Einiges! Mein Sohn ist in Köln geboren. Ich habe dort lange gelebt und gearbeitet, die meisten meiner Kollegen sind Kölnerinnen und Kölner. Ich mag die Stadt und ich bin wahnsinnig gern im Stadion, wenngleich ich da in den vergangenen Jahren fast nur bittere Niederlagen gesehen habe. Fakt ist: Wenn wieder Zuschauer erlaubt sind, ist das definitiv einer der schönsten Bundesliga-Standorte. Bremen ist natürlich auch toll. Aber das Stadion, die Gesänge, der Geißbock, das ist für mich ein Standort, wo ich denke: So wie hier sollte sich Bundesliga anfühlen. Der 1. FC Köln ist schon immer ein besonderer Verein gewesen. Außerdem bin ich großer Fan von Stadien, die da sind, wo sie schon immer waren – und nicht in irgendeine Autobahnabfahrt oder ein Industriegebiet reingebaut. Nichts gegen die Bayern und die Münchner Fans: Aber die Allianz-Arena finde ich katastrophal. Die Lage. Und wenn du da reingehst, hast du das Gefühl, du bist in einem Krankenhausflur. So steril. Da würde ich mich nie zu Hause fühlen. Hier in Bremen liegt das Stadion in einem Viertel, wo Kneipen sind, wo die Weser dran vorbeifließt, wo du mit der Fähre hinfahren kannst. Oder das Stadion in Bochum, das liegt auch mitten in der Stadt. In Köln ist es zwar nicht mitten im Kneipenviertel oder in einem Wohngebiet, aber eben schon immer dort.

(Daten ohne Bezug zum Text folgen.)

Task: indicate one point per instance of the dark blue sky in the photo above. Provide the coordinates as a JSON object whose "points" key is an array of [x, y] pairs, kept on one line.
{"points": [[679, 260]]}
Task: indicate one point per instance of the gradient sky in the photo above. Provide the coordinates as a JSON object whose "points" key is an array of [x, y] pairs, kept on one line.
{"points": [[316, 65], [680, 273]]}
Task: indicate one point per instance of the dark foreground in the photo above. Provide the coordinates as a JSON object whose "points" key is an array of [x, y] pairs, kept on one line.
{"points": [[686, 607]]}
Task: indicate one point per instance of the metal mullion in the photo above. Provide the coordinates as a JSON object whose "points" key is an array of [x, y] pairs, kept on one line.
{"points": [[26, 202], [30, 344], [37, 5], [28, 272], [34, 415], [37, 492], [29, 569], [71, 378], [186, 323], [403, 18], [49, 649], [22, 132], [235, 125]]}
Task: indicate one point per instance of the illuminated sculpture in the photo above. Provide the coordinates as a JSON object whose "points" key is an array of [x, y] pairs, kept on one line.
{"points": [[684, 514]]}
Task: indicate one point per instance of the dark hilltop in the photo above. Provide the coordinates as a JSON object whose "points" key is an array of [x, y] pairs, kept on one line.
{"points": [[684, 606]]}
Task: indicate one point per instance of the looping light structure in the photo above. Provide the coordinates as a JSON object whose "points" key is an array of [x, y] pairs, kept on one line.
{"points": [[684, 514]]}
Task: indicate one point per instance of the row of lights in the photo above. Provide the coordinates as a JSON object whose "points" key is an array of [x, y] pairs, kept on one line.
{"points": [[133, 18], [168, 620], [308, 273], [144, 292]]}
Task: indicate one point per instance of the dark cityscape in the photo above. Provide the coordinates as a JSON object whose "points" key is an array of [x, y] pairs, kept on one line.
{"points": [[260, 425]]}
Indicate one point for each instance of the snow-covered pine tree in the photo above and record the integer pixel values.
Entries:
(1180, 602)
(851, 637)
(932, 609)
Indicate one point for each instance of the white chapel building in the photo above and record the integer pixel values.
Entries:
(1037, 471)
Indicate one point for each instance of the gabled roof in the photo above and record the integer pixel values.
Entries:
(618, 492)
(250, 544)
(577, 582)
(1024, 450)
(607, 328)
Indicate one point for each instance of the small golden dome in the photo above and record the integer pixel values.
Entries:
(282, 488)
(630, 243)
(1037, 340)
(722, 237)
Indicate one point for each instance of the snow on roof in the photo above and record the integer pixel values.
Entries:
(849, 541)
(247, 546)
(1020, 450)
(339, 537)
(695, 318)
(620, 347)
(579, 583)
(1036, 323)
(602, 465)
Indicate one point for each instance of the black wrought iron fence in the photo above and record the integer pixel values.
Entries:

Nicht nur für Fußball-Fans sind es schwere Zeiten, auch zwischen den Medien und den Vereinen ist es heute ein viel distanzierteres Verhältnis. Wie lässt sich das kitten?

Es wird nie wieder so sein wie in den 80er-Jahren, wo du als Journalist einen Spieler angerufen hast und gesagt hast: Lass uns mal quatschen. Aber es ist auch sehr schädlich in meinen Augen, dass du heute so komplett gesteuerte Interviews hast. Wo fünf Zeitungen dasselbe Interview kriegen und dann versuchen müssen, unterschiedliche Artikel daraus zu machen. Aber ich denke, die aktuelle Zeit ist nicht schlecht, um den Umgang miteinander generell mal zu überdenken. Weil ohnehin allen klar ist – Fans, Profis, Klubs, Medien – dass wir nicht so weiterwurschteln können. Es muss klar geregelt werden, wie es nach Corona weitergehen soll. Fakt ist: Wir brauchen eine Nähe zueinander. Ohne die funktioniert Fußball nicht. Und diese Nähe muss hergestellt und gepflegt werden. Das sollte die Kernlehre der vergangenen Monate sein.